In the same way that viewing risqué material on the worldwidewotsit never quite quenches the thirst, so our consumption of multivarious ales at the annual Wigan beer fest still leaves some of us acting like bankers; namely: Sir Dempson Makepeace and your humble narrator, electrified by the scrumpy and on the wrong side of the tracks. There has been some recent debate concerning the ready availability of cheap alcohol in your average supergrocers. Your connoisseur will counter this by highlighting the gulf in quality between the hand-reared stouts of Wigan and the tinned continental pish stacked high down the road at an almost identical price. Who would bother sampling cotton when they’ve just consumed seven pints of silk? No-one is more surprised than I to find the two of us, minutes after leaving the arena of the overweight, standing in a snapping crocodile of queue, trying to buy four ciders for the train home from a hand-rubbing corporation too tight to hire enough staff.

Regular readers will be aware that any previous crimes committed within the yellowing pages of this mechanical journal were of the heart. Only once have I been cautioned by a ‘Peeler’ and that took the form of a quiet word on Portland Street, informing me that I looked rather too dangerous in my latest sartorial mash-up.

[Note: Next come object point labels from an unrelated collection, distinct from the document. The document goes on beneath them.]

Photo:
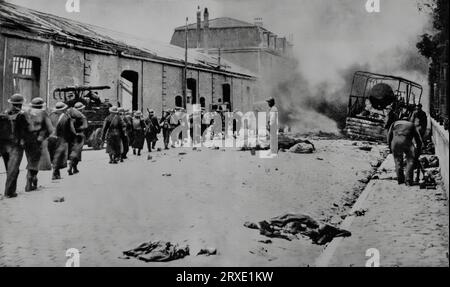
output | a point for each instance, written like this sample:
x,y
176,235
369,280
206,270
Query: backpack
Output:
x,y
7,126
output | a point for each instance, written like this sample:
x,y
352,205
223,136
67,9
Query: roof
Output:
x,y
222,22
61,30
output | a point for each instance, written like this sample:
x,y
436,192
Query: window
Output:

So prepare to be shocked, dear reader, as I tell you of what happened next. The cuckoo-clock mechanism of the self-serve gently sleeping, the snaking lines of people confounding our need for joyous fun, we abandoned our four-pack of ecstasy in the soft fruit! Then, aghast at the foibles of the system, we re-entered the store, picked it up and ran. Or would have done had we not remembered at that very moment Sir Dempson’s gammy leg (remarkable as he’d spoken of little else all night). Arm-in-arm, cackling, in a scene that must never be relayed to (but will no doubt be repeated by) Sir Dempson and Lady Sparkles’ young son Ernie, we shuffled, staggered, hopped and jiggled our way back to Wigan station.

So how does this action, so out-of-character, sit with me after the event? At first guilt manifests itself like a glorious shining boil as I yell cider-fuelled abuse towards a uniformed grunt as he threatens to expel a drunk from our locomotive. Fine behavior, were the drunk not manifestly more sober than I, Erick hisses. Back home unpunished I maintain a more levelheaded demeanor; consider repaying the supergrocers’ before recalling all the times I’ve been overcharged by their ‘faulty’ machines having purchased a ‘special offer’. Still, you may rest assured that the next time I break the law to this extent will be when refusing to sign up for an identity card when they’re finally introduced to our country; the results of their laughable trialing in Manchester doubtless long ignored by the authorities. Come visit me in gaol on that non-too-distant date. And bring some cider.